Тут-то и пригодилась инструментина из акушерского ридикюля, а после принесенного ею быстрого облегчения настал приятный разговор, начавшийся с того, что врач сказал облегченному святителю, что он ему не будет ничего прописывать, потому что болезнь его не от случайной неумеренности, а от недостатка воздуха и движения, но что состояние его, обусловливаемое этими причинами, очень серьезно и угрожает его жизни.
– Ах, я с вами согласен, – отвечал пр. Порфирий. Но что же вы мне посоветуете?
– Больше ходить по воздуху, преимущественно по горкам, которых у нас так много.
– Как же, как же… прекрасно; да еще бы, может быть, часа полтора в сутки верхом на коне поездить?
– Это бы очень полезно.
– Сядьте же, дорогой сосед, поскорее к моему столу и напишите мне все это, по старой формуле, cum deo[83].
– Зачем же это писать, когда я вам это так ясно сказал.
– Да мало ли что вы мне сказали. Я и сам без вас все это знаю. Нет, а вы мне это напишите, а я попробую в синод просьбу послать и приложу ваш рецепт: не разрешат ли мне, хоть
– Ну, вы бы, – говорит доктор, – как-нибудь у себя дома устроили себе моцион.
– Летом, когда сад открыт, я хожу по саду. Хоть и скучно все по одному месту топотать, но топочу. А вот как придет осень с дождями, так и сел. Куда же в топь-то лезть? А на дворе на мощеные дорожки выйти опять благословляться пристанут. И сижу в комнате. Зима, все дни дома, и весь весенний ранок тоже дома. Вот вы и посчитайте: много ли архиерею по воздуху-то можно ходить?
– У вас по монастырскому двору зимою дорожки есть?
– Как же, есть; только мне-то по ним ходить нельзя.
– Отчего же?
– Сан велик ношу: монахи будут стесняться со мною гулять, да и мне, скажут, непристойно с ними панибратствовать; а потом благочестивцы прознают, что архиерей наружи ходит, за благословением одолеют. Словом, беспокойство поднимется: даже мой монастырский журавль и конюшенный козел, которые нынче имеют передо мною привилегию разгуливать по той дорожке, и они почувствуют стеснение от моего появления на воздух. Какой же вы мне иной, более подвижный образ жизни можете указать?

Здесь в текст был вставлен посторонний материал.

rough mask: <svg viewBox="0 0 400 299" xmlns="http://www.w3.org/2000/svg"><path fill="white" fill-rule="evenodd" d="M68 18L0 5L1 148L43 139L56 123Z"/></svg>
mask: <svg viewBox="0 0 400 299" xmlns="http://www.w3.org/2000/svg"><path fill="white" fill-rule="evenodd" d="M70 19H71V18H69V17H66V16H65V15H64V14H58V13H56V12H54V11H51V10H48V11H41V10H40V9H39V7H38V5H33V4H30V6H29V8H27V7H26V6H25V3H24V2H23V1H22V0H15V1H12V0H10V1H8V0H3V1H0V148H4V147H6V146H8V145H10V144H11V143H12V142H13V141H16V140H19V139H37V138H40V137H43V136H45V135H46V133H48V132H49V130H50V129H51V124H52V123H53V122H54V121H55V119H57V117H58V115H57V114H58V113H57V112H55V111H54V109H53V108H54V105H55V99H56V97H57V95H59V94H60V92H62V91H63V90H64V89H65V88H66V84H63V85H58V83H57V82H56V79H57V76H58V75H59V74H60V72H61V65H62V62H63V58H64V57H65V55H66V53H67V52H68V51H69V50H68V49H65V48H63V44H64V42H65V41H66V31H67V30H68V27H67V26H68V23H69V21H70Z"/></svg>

Врач развел руками и отвечал:
– Никакого.
– А вот то-то и есть, что никакого. Я давно говорю, что мы, архиереи, самые, может быть, беспомощные и даже совсем пропащие люди, если за нас медицина не заступится.

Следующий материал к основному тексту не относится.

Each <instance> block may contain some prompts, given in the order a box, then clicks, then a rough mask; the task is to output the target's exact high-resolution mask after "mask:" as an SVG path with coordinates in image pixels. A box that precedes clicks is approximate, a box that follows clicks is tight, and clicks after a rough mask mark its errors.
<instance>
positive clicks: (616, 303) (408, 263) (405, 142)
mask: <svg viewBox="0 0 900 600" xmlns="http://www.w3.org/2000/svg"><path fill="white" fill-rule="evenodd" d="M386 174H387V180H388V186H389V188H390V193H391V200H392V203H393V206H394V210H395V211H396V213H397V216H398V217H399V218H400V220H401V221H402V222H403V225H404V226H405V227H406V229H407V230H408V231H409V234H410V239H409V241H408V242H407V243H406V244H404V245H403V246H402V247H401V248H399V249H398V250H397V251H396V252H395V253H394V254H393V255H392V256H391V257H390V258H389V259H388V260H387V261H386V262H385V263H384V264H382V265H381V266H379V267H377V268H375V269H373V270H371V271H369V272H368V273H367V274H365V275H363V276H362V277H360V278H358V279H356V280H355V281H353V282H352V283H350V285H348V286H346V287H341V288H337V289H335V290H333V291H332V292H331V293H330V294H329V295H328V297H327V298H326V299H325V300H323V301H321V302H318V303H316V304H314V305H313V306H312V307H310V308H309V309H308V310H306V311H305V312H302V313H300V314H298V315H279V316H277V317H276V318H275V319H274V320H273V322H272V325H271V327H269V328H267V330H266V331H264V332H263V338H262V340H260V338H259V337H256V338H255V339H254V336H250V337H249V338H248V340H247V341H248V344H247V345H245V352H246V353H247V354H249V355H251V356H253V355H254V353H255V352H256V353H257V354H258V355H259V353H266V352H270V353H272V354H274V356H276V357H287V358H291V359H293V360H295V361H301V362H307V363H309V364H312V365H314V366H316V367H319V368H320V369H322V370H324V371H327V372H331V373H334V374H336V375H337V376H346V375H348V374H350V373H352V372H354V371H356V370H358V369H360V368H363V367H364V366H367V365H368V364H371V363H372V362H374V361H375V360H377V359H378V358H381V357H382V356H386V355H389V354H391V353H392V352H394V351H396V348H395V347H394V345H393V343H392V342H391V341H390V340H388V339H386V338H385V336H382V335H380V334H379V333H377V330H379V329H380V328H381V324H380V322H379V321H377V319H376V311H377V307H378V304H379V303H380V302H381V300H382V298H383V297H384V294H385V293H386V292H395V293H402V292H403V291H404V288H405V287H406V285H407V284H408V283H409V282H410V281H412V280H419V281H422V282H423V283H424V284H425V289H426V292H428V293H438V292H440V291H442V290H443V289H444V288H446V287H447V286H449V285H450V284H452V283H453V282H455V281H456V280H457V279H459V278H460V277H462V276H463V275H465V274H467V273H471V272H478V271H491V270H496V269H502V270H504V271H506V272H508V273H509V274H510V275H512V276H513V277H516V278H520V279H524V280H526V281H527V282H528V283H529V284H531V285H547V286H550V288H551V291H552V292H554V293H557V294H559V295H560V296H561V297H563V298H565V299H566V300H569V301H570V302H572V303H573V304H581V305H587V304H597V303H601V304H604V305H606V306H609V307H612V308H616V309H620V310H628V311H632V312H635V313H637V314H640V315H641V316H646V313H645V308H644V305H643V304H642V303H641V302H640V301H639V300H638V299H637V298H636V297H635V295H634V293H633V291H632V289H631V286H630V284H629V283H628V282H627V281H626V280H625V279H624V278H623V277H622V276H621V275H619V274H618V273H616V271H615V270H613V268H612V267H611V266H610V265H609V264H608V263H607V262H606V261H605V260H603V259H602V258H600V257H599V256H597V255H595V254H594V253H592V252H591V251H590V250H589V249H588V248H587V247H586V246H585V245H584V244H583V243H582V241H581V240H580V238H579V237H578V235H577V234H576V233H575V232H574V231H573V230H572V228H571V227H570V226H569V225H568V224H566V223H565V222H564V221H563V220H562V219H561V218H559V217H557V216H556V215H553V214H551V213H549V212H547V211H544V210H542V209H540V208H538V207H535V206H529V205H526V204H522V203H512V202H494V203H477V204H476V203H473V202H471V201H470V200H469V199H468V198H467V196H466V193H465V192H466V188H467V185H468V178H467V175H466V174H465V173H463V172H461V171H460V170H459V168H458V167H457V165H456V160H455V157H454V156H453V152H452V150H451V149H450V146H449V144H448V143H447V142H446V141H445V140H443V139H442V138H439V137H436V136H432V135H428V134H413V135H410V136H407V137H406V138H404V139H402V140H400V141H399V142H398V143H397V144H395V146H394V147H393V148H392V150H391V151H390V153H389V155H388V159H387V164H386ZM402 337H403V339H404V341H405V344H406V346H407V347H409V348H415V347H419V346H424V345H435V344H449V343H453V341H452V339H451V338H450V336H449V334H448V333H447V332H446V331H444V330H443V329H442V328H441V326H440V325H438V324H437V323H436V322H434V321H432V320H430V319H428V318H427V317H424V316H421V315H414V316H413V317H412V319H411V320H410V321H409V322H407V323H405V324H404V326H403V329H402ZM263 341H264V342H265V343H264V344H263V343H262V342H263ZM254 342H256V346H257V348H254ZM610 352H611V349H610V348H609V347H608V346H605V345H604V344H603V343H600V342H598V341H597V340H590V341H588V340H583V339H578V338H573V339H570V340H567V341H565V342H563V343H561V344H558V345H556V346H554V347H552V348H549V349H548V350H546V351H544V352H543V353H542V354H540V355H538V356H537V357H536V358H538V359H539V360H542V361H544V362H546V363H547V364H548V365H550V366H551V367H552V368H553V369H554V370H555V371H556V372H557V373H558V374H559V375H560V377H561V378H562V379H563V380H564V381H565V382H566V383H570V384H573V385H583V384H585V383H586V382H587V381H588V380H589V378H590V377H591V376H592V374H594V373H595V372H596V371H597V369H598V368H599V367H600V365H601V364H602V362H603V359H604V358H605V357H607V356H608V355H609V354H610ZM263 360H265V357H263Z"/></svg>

– Медицина? – повторил врач, – ну, ваше преосвященство, вряд ли вы от нас этого дождетесь.
– А почему?
– Да ведь мы не набожны… Скорее набожные люди пусть за вас заступятся.

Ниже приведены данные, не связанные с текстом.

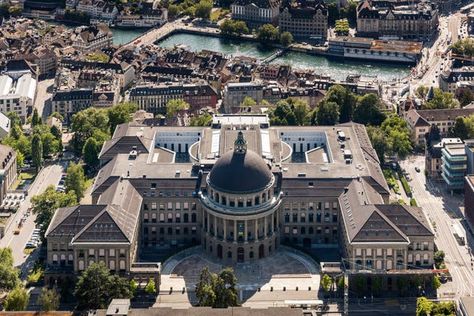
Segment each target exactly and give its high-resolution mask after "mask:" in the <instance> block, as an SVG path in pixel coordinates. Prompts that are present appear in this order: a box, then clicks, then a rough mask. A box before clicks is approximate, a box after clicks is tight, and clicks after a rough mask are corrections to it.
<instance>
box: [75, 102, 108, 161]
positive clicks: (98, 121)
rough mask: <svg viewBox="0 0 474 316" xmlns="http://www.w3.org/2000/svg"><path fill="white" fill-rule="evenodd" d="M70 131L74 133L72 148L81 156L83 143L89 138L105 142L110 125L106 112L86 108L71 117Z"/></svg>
mask: <svg viewBox="0 0 474 316" xmlns="http://www.w3.org/2000/svg"><path fill="white" fill-rule="evenodd" d="M71 129H72V131H73V132H74V136H73V138H72V141H71V143H72V146H73V148H74V150H75V151H76V153H78V154H81V153H82V148H83V146H84V143H85V142H86V140H87V139H88V138H89V137H94V138H96V139H98V138H99V137H98V135H99V136H100V138H101V139H103V140H105V139H107V138H108V137H109V132H110V125H109V116H108V113H107V110H105V109H97V108H87V109H85V110H83V111H80V112H77V113H76V114H74V115H73V116H72V120H71Z"/></svg>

– Так-то и было! Эк вы куда хватили! набожные-то это и есть наши губители. Перед ними архиерей, наевшись постной сытости, рыгнет, а тот это за благодать принимает говорит, будто «душа с богом беседует», когда она совсем ни с кем не беседует, а просто от тесноты на двор просится! Нет! медицина, государь мой, одна медицина может нас спасти, и она тут не выйдет из своей роли. Медицина должна нами заняться не для нас и не для благочестия, а для обогащения науки.